BHP cuts Jansen spending

Saskatchewan—BHP Billiton Ltd. has cut its capital expenditure on its Jansen Potash Project in Saskatchewan from US$330 million last fiscal year to about US$200 million this year, the president of BHP’s Canadian unit, Giles Hellyer, told Bloomberg late this week. The effect of cutting the rate of expenditure on Jansen will push the timeline for the completion of the production and service shafts from 2017/18 to 2018/19, he said. Jansen was 54 percent complete as of Dec. 31, 2015 (GM Jan. 28, p. 15). BHP has committed US$3.75 billion to acquiring land, sinking, and lining the two shafts and building some of the above-ground infrastructure for the project, but it has not made a final investment decision on Jansen, which would produce upwards of 8 million mt/y of potash. Last month, CEO Andrew Mackenzie said BHP still wants to build the mine despite a severe bear market for the crop nutrient, but the group probably will not be ready for a push to production until the potash market recovers, which BHP does not see happening until the 2020s (GM Feb. 26, p. 16).

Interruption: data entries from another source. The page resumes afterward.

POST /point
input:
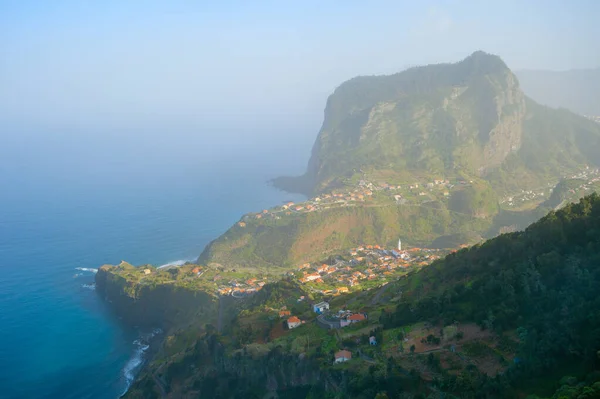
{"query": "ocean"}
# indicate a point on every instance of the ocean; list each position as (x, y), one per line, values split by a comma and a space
(72, 200)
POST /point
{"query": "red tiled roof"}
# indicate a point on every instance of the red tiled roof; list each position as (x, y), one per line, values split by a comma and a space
(343, 353)
(357, 317)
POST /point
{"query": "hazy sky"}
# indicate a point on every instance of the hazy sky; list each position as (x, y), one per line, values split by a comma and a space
(136, 63)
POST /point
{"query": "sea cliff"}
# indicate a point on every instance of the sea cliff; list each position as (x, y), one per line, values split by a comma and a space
(150, 297)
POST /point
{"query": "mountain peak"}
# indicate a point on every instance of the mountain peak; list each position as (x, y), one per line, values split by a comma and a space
(485, 63)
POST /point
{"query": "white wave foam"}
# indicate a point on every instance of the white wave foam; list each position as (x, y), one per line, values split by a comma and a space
(177, 263)
(87, 269)
(134, 364)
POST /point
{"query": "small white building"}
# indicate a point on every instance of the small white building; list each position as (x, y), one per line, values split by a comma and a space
(321, 307)
(343, 356)
(293, 322)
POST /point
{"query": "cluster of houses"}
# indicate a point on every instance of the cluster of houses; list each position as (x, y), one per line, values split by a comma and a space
(362, 192)
(239, 289)
(370, 262)
(588, 176)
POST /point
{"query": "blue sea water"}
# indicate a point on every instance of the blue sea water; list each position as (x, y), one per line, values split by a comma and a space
(72, 201)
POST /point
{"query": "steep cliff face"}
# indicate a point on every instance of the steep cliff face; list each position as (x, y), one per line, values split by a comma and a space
(164, 305)
(206, 370)
(469, 118)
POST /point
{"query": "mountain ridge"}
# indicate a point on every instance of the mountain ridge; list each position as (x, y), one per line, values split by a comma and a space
(462, 118)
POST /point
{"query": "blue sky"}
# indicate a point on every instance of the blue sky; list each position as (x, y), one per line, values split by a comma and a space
(131, 63)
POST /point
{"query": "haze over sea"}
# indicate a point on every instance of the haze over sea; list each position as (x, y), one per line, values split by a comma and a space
(72, 200)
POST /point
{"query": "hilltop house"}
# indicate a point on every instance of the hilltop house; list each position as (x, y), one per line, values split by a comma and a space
(342, 356)
(293, 322)
(355, 318)
(320, 307)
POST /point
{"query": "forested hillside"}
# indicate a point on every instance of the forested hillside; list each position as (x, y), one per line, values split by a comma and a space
(516, 316)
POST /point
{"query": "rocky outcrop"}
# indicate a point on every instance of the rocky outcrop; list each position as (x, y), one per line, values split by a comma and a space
(468, 118)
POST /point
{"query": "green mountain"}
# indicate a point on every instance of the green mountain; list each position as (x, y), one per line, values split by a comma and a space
(468, 119)
(576, 90)
(516, 316)
(467, 153)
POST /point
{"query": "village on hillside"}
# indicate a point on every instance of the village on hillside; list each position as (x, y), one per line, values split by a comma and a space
(373, 193)
(360, 268)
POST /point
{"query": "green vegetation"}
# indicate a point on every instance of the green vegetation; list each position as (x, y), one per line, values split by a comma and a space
(467, 119)
(507, 318)
(467, 122)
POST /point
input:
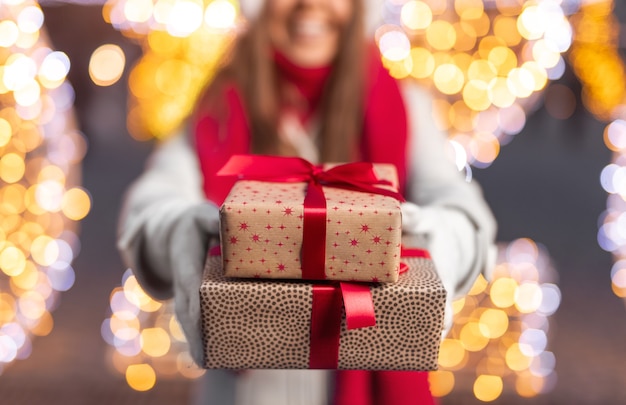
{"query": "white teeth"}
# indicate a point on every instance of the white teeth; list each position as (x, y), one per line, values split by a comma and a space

Kenyan authorities investigate Yara, Mea Ltd.

Nairobi—The Competition Authority of Kenya (CAK) on March 7 raided the offices of Mea Ltd. and Yara East Africa, a unit of Yara International, due to suspicion of price fixing, according to the Kenyan Business Daily, which reported estimates that the two control about 60 percent of the Kenyan fertilizer market. Yara confirmed that it is under investigation, and said it cooperated fully with CAK. “Yara only supports compliant and ethical business at all times, and we will contribute to ensuring the fertilizer industry is driven towards supporting and improving the profits of the Kenyan farmers,” a company spokesman told Green Markets.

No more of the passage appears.